Le Président de la République, Félix Tshisekedi a abordé lors de la deuxième réunion du Conseil des ministres, le point relatif au contrat de mandat et de performance dans les entreprises publiques. Ce rappel fait suite à la préoccupation qu’il a exprimée lors de la réunion du Conseil des ministres du vendredi 28 avril 2023.
En effet, Félix Tshisekedi avait exprimé sa préoccupation sur la redynamisation du modèle d’évaluation de la performance des entreprises du Portefeuille de l’Etat qui, chaque année, signe des contrats de performance avec les mandataires de l’Etat au sein de ces entités.
En exécution de son instruction, Adèle Kayinda Mahina, ex ministre du Portefeuille avait évalué les entreprises lors de l’exercice 2023, en s’appuyant sur les critères fondés sur le chiffre d’affaires, la valeur ajoutée et le résultat net.
« Cette méthode d’évaluation a montré ses limites, parce que ne s’appuyant sur aucun plan de redressement ou encore plan stratégique », constate Félix Tshisekedi.

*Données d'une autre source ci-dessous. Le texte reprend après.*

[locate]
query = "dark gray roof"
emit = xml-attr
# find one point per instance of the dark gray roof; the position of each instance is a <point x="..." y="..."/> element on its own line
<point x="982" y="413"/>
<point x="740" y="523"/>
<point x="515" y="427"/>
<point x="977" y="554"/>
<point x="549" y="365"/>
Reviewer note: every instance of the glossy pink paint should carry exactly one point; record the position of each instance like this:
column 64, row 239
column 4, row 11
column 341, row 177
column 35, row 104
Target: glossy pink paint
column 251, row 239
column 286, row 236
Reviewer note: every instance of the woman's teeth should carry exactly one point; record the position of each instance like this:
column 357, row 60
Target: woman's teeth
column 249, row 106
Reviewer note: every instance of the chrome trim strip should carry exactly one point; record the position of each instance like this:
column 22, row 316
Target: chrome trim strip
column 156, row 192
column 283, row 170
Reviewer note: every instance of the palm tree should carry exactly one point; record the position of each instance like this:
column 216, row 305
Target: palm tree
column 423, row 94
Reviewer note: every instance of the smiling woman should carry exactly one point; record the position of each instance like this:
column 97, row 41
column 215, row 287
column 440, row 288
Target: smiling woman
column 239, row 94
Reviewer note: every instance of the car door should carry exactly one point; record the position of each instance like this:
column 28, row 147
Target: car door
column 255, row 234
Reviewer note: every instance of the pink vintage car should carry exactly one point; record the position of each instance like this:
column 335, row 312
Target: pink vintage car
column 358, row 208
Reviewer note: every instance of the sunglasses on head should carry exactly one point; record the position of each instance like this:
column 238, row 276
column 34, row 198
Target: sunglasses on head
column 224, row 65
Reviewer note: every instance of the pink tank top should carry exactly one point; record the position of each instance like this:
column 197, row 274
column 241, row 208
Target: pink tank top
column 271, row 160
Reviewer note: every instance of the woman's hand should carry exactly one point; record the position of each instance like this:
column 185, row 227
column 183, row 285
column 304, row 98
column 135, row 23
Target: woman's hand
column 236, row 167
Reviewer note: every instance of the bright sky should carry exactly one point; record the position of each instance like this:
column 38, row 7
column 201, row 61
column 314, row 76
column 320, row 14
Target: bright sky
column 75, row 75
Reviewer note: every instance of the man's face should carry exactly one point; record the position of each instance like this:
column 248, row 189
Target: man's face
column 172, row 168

Eu égard à l’efficacité des dispositifs à mettre en place pour assurer le suivi et l’évaluation des activités de nos entreprises, il a relevé la nécessité de la tenue des états généraux des entreprises du Portefeuille de l’Etat, en vue de poser le diagnostic de chacune d’elles et d’y proposer les plans de redressement avec les objectifs à court, moyen et long termes qui permettront de faire signer à chaque mandataire, un contrat de performance adapté aux difficultés financières, techniques et opérationnelles de chaque entreprise.
« Considérant que les entreprises du Portefeuille y compris les Établissements et Services publics devraient être la colonne vertébrale de l’activité économique et industrielle de notre pays, le Ministre du Portefeuille a été chargé, ainsi que les Ministères sectoriels concernés, de se pencher sur la question et de proposer dans un délai de 30 jours des solutions idoines », relève le compte de cette réunion ministérielle.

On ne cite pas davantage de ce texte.